Canadian Journal of Chemical Engineering, Vol.99, No.2, 423-434, 2021
Experimental methods in chemical engineering: Temperature programmed surface reaction spectroscopy-TPSR
Temperature programmed surface reaction spectroscopy (TPSR) is a powerful technique to determine the surface chemistry of bulk metal, supported metal, bulk metal oxide, supported metal oxide, zeolite, and molecular sieve catalysts. It can provide both qualitative and quantitative analysis of the surface active sites present on the catalyst surface, the reaction mechanisms, and kinetics occurring on the catalyst surface by using chemical probe molecules such as alcohols, carboxylates, and specific acidic-basic reacting gases. In this tutorial review, the highly informative CH3OH chemical probe molecule was used to highlight the information that can be obtained from CH3OH-TPSR experiments.

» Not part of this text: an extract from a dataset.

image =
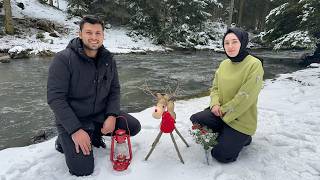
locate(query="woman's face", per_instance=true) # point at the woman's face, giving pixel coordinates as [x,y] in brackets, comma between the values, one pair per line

The CH3OH molecule readily interacts with the catalyst surface to form surface CH3O center dot and HCOO center dot intermediates that react to produce HCHO/HCOOCH3/(CH3O)(2)CH2, CH3OCH3, and CO/CO2 products related to the surface redox, acid and basic nature, respectively. Integration of the CH3OH-TPSR spectra peaks provide the number of surface active sites. The surface kinetic information provided by CH3OH-TPSR allows to discriminate between different reaction mechanisms (first-order, second-order, Langmuir-Hinshelwood, and Mars-van Krevelen). We discuss the uncertainty inherent in CH3OH-TPSR experiments and address source of errors and detection limits. Web of Science indexed over 800 articles citing TPSR since 1990. A bibliometric analysis identified four clusters of reactions and catalysts: the dominant catalysts for partial oxidation and water gas shift were Ni, Ru, and Pt; CeO2, Co, Cu, Rh, Pd, and perovskites were the main catalysts for combustion and hydrogenation; Ag and zeolites were grouped with reduction; and, Al2O3, ZrO2, SiO2, and V2O5 were applied for dehydrogenation.